Katharina Schulze

im bayerischen Landtag

München

Erfolgreiches Projekt gegen Becher-Müll

4. Juli 2017 in Unterwegs | Keine Kommentare

Mit „Coffee to to again“ begann für Julia Post eine spannende Reise: Vom Aufkleber verteilen zur Umweltaktivistin zum Social Entrepreneur! Ihr Projekt geht tatkäftig gegen den Becherwahn durch Einwegbecher vor. Ich bin Julias Mentorin und habe sie auf ihrem spannenden Weg begleitet.

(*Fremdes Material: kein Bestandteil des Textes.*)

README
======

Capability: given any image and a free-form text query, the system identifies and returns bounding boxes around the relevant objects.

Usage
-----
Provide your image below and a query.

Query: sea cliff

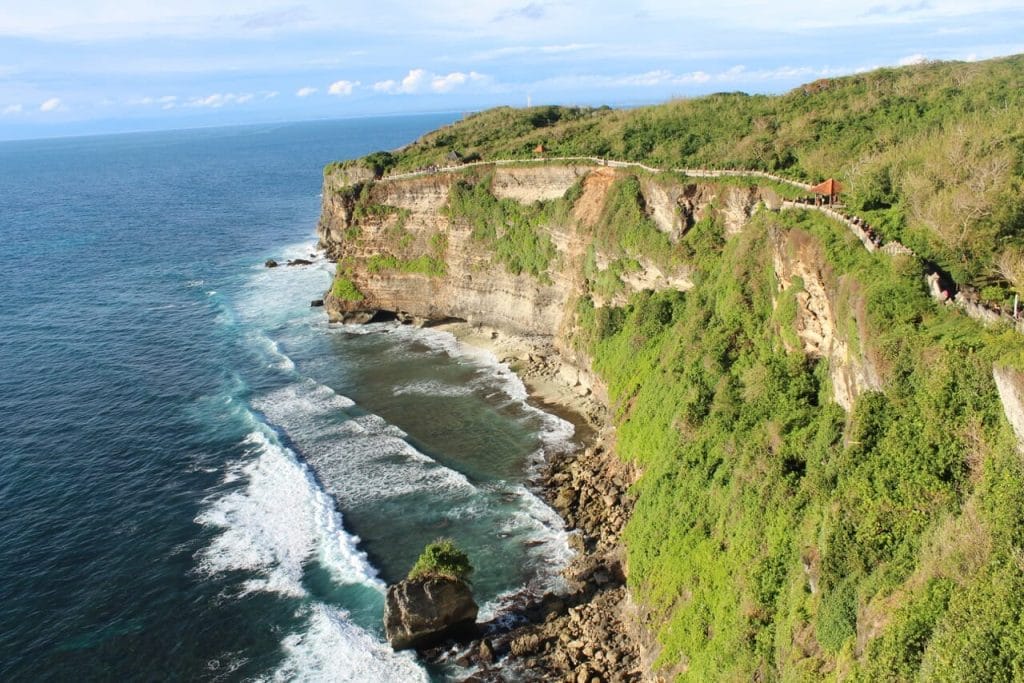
[318,156,1024,680]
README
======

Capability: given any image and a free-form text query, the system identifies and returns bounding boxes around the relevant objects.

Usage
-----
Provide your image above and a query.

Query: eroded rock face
[384,577,479,650]
[773,229,883,411]
[992,366,1024,453]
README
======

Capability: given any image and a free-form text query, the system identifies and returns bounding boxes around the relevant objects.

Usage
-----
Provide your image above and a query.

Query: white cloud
[898,52,928,67]
[327,81,360,95]
[182,92,253,110]
[373,69,490,95]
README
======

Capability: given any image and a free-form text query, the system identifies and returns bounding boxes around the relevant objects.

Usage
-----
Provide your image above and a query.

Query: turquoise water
[0,116,571,681]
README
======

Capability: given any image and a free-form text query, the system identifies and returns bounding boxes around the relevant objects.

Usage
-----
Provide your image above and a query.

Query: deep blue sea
[0,116,572,682]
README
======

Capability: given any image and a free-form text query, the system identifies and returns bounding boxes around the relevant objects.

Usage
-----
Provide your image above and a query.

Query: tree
[409,539,473,581]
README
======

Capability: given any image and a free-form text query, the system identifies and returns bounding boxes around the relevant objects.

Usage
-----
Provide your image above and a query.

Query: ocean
[0,115,573,682]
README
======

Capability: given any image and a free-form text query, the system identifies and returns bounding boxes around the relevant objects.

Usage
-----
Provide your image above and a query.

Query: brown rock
[384,577,479,650]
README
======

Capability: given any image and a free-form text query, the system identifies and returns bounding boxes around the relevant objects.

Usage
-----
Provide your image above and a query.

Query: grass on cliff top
[408,539,473,581]
[577,206,1024,681]
[346,55,1024,293]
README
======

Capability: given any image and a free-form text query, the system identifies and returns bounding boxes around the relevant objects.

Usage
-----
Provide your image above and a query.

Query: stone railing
[381,157,1024,334]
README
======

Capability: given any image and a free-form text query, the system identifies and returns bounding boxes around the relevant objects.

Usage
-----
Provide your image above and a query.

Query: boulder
[384,577,479,650]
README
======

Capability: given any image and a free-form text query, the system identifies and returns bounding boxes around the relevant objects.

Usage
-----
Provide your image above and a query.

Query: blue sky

So funktioniert das Projekt Coffee to to again

An diesne Schild erkennt man allle Läden die bei Coffee to go again mitmachen

Coffee to go again setzt sich für eine drastische Reduzierung von Einwegbechern ein. Jedes Café, jede Bäckerei, jedes Lokal kann mitmachen. Der Aufkleber mit dem Logo von Coffee to go again zeigt, wo man seinen eigenen Kaffeebecher befüllen lassen oder wiederverwertbare Becher kaufen kann. InteressentInnen wenden sich an Julia und sie hilft mit Rat und Tat bei der Umsetzung. Auch jede Kaffeeliebhaberin und jeder Kaffeliebhaber kann sein Lieblingscafé auf dieses Projekt ansprechen. Natürlich wurde durch die enorme Resonanz das Projekt auch immer zeit- und kostenintensiver für Julia. Der Erfolg des Projekts verlangte schnell Professionalisierung. Deshalb startete sie letztes Jahr eine Crowdfunding-Kampagne, mit der sie sehr erfolgreich war. Mittlerweile hat sie eine eigene Unternehmensberatung gegründet, sie heißt Open Your Window. Julia Post berät dort aufgrund ihres Werdegangs NGOs, kleine und mittlere Unternehmen und das Social Business.

Besser machen statt besser wissen

Katharina Schulze MdL besucht Julia Post (rechts) von Coffee to go again

Nach über einem Jahr ehrenamtlichen Engagement hat Julia ein Buch geschrieben. Es geht darum, die Welt zu verändern anstatt nur darüber zu sprechen. Im Buch kann man das Thema Coffee to go Again in all seinen Facetten kennen lernen, es eröffnet einen neuen Blick auf die Umweltproblematik und das Engagement in der Politik. Mehr zum Buch.

Großer Erfolg in München

Mittlerweile gibt es eine erste Sensibilität für das Thema und für den vielen Müll, der durch unsere Lebensart produziert wird. Dafür hat unter anderem Julia Post mit ihrem unermüdlichen Einsatz gesorgt. Ein erster Erfolg: Der Abfallwirtschaftsbetrieb München (AWM) startet bald eine neue stadtweite Kampagne, um die VerbraucherInnen für das Thema zu sensibilisieren. Außerdem sollen in allen städtischen Einrichtungen Einwegbecher aus den Kantinen verbannt werden.